In a recent paper published in Nature paper, researchers from the New York University (NYU) School of Medicine in NYC report that gut fungi may be linked to pancreatic cancer. The study was conducted in mice and humans with pancreatic cancer and provides hope for developments in future treatments for patients with pancreatic cancer.
"While past studies from our group have shown that bacteria travel from the gut to the pancreas," says co-senior study author Dr. George Miller, MD, "our new study is the first to confirm that fungi, too, make that trip and that related fungal population changes promote tumor inception and growth."
In conducting the study, Dr. Miller and his fellow researchers analyzed stool samples from mice with and without pancreatic ductal adenocarcinoma, or PDA, the most common type of pancreatic cancer. By putting fluorescent proteins onto the fungi, they were able to monitor the changes in the fungal populations over 30 weeks, as well as track their movement from the intestines to the pancreas.
From this analysis, they determined that in both mice and human tissues with pancreatic cancer, the population sizes and compositions of fungi was different than that of those without pancreatic cancer. The fungi that were observed to have the largest population size in cancerous pancreatic tissues were those in the species belonging to the genus Malassezia. They also observed a less significant increase in fungal species such as those in Parastagonospora, Saccharomyces, and Septoriella.
"We have long known that Malassezia fungi — generally found on the skin and scalp — are responsible for dandruff and some forms of eczema, but recent studies have also linked them to skin and colorectal cancer," says co-senior study author Deepak Saxena, Ph.D., a professor in the College of Dentistry at NYU. "Our new findings add to evidence that Malassezia is abundant in pancreatic tumors as well."

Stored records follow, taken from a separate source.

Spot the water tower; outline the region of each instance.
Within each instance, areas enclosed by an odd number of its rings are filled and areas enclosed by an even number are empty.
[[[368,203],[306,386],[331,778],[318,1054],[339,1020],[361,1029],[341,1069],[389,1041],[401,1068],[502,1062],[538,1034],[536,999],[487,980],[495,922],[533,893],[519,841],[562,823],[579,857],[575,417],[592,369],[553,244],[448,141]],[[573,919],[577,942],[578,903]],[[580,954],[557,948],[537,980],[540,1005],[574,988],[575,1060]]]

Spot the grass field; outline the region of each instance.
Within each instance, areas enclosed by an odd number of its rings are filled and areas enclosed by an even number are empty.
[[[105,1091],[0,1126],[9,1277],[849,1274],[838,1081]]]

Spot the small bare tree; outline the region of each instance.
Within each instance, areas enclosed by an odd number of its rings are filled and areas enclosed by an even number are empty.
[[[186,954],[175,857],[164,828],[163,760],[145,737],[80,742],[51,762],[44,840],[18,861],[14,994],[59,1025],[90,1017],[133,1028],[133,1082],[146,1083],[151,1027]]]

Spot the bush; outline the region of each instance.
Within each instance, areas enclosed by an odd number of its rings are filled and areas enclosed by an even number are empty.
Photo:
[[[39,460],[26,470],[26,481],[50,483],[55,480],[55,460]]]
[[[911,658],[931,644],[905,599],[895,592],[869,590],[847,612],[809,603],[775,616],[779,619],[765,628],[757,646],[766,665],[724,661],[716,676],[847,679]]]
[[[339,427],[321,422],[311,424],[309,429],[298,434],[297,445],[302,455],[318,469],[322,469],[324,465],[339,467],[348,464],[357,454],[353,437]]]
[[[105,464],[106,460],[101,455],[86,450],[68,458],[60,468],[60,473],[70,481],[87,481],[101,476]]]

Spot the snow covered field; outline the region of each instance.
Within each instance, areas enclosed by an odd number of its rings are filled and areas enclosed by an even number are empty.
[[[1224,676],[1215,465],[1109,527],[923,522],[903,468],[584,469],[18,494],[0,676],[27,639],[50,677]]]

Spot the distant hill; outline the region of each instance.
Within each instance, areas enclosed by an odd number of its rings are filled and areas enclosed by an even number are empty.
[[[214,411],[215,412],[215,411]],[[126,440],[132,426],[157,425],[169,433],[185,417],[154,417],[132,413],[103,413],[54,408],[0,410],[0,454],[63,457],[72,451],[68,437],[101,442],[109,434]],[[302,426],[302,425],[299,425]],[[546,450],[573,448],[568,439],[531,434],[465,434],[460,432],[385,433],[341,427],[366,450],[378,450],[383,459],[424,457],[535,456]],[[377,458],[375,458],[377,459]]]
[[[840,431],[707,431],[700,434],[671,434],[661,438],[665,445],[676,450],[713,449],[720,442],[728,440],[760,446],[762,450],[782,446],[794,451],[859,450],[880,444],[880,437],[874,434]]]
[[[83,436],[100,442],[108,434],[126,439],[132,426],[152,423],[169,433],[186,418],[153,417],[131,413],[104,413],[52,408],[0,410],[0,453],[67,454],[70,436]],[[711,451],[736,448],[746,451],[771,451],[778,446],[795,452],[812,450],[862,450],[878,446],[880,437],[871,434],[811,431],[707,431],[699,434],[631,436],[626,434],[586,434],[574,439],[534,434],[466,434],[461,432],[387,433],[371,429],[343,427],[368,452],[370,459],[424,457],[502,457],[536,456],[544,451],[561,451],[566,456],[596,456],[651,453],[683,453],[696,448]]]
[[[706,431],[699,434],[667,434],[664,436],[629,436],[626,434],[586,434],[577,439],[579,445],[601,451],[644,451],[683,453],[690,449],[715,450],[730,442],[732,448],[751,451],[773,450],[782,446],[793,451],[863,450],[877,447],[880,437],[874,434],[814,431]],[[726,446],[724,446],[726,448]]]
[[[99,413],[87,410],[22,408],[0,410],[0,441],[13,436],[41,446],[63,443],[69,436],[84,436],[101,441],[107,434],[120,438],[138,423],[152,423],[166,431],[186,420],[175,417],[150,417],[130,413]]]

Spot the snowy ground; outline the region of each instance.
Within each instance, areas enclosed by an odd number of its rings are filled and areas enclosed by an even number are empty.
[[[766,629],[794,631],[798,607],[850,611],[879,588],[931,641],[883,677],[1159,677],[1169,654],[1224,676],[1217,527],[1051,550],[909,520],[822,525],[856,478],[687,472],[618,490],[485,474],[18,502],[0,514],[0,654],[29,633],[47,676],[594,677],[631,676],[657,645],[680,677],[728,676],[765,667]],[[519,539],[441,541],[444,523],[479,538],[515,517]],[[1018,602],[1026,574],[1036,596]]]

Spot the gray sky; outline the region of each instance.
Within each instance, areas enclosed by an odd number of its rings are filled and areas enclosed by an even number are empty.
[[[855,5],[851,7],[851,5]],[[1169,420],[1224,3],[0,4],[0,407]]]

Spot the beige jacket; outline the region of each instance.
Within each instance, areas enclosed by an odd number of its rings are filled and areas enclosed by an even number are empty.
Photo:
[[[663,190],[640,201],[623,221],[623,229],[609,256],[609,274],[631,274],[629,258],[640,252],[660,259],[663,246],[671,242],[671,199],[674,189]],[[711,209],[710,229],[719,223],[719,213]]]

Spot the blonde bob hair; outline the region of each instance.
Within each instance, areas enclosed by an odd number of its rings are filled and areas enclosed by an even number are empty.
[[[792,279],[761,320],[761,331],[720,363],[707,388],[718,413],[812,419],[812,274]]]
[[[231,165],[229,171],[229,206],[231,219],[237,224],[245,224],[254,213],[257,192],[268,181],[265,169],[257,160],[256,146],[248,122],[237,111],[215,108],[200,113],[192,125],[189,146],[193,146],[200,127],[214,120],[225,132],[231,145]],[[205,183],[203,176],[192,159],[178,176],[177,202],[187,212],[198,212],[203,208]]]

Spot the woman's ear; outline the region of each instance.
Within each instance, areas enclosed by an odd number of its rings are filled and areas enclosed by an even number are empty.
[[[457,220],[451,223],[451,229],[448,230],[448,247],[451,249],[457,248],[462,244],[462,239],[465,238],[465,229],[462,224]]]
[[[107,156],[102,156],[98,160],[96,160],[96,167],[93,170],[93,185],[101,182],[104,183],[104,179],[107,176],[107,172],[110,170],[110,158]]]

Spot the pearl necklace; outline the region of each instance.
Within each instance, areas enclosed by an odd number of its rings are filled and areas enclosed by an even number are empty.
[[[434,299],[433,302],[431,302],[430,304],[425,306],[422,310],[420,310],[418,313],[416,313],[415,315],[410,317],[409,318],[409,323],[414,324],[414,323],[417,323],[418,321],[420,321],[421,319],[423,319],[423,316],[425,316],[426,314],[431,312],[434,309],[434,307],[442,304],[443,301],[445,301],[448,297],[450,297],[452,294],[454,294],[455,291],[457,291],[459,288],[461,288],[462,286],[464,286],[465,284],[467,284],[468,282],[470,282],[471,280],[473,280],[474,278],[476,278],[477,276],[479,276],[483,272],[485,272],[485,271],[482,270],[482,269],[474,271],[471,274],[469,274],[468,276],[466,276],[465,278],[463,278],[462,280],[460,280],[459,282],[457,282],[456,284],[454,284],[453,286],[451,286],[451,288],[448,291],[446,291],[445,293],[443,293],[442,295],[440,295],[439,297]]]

The hope that stems from this discovery comes from the success that antifungal drug treatments had on combating pancreatic cancer. According to the study, treating the diseased mice with a strong antifungal drug called amphotericin B reduced tumor weight by 20–40%. In addition, explains Medical News Today, “The treatment also reduced ductal dysplasia, an early stage in the development of pancreatic cancer, by 20–30% and antifungal treatment also boosted the anticancer power of gemcitabine, a standard chemotherapy drug, by 15–25%.”
This could mean big news for future pancreatic cancer treatment. Pancreatic cancer one of the 10 most common cancers in both males and females in the United States, according to the CDC, and because it is difficult to detect, people are often diagnosed when it is already in an advanced stage. In the US alone, 45,750 are expected to die of the disease this year.